An hour later we were done. We walked out of the foul-smelling dark, returning to the warehouse. Anderson stood in the open bay next to ours, talking to a man I recognized as Deputy Chief Al Carson, head of investigations. I realized it was he whom I had seen at the mouth of the container earlier. I moved past her without a word and greeted him as I looked out to see if the removal service had shown up yet. I was relieved to see two men in jumpsuits standing by their dark blue van. They were talking to Shaw.
“How are you, Al?” I said to Deputy Chief Carson.
He’d been around as long as I had. He was a gentle, quiet man who had grown up on a farm.
“Hangin’ in, Doc,” he said. “Looks like we got a mess on our hands.”
“Looks like it,” I agreed.
“I was out and thought I’d drop by to make sure everything’s all right.”

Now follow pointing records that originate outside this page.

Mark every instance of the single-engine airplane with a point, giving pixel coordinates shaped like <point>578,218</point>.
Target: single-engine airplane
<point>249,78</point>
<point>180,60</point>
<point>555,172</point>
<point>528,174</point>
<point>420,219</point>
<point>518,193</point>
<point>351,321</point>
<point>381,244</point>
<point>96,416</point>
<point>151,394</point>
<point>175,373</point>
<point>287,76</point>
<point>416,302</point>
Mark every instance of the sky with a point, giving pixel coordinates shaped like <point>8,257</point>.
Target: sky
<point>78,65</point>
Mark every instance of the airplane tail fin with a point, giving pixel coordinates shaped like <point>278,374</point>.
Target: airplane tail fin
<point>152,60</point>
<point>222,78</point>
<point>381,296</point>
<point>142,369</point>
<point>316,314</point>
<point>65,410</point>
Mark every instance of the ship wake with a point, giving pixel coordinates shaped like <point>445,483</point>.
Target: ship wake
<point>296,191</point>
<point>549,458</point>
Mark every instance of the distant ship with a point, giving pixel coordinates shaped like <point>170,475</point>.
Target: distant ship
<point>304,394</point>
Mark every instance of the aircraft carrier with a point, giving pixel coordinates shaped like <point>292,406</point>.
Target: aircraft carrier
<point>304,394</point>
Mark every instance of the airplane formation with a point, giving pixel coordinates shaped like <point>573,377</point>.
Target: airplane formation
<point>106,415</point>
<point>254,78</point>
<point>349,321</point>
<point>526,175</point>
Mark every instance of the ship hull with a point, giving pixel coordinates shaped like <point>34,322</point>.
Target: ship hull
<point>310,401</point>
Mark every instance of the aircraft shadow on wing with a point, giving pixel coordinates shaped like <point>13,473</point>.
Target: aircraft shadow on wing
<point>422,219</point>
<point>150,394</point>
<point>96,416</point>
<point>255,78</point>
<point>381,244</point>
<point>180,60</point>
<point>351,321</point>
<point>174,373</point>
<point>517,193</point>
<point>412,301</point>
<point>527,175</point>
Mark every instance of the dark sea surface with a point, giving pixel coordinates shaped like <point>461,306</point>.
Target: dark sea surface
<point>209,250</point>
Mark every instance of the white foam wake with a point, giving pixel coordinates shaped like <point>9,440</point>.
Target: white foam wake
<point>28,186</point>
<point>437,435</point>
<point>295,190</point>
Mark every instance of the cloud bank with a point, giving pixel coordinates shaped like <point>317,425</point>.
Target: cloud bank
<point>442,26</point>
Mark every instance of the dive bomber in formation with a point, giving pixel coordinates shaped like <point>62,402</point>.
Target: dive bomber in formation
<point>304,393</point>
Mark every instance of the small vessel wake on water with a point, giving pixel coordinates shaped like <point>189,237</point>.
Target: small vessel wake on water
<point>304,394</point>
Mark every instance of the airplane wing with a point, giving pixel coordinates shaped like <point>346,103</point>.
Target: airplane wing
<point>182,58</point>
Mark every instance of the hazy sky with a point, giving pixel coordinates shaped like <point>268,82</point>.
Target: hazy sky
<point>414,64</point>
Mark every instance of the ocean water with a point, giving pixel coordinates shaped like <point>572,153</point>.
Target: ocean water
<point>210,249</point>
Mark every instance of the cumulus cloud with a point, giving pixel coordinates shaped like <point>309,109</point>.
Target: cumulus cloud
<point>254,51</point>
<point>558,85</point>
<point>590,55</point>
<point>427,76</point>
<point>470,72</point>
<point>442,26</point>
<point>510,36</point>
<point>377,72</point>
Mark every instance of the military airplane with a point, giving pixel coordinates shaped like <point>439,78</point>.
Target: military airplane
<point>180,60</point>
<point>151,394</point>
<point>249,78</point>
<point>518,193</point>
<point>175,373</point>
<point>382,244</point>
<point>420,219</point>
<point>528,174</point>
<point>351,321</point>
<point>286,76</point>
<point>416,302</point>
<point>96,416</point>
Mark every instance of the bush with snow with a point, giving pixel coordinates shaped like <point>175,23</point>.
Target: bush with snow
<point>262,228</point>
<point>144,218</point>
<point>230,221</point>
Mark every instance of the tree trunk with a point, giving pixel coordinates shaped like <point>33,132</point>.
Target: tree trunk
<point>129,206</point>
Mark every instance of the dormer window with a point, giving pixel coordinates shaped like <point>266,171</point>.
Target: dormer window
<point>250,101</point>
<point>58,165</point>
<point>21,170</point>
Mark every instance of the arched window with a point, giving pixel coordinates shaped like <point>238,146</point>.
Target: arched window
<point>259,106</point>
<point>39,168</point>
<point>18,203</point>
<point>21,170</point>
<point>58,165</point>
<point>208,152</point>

Carson didn’t just “drop by” scenes. He was uptight and looked depressed. Most important, he paid no more attention to Anderson than the rest of us did.
“We’ve got it covered,” Anderson outrageously broke rank and answered Deputy Chief Carson. “I’ve been talking to the port director . . .”
Her voice trailed off when she saw Marino. Or maybe she smelled him first.
“Hey, Pete,” Carson said, cheering up. “What you know, old boy? They got some new dress code in the uniform division I don’t know about?”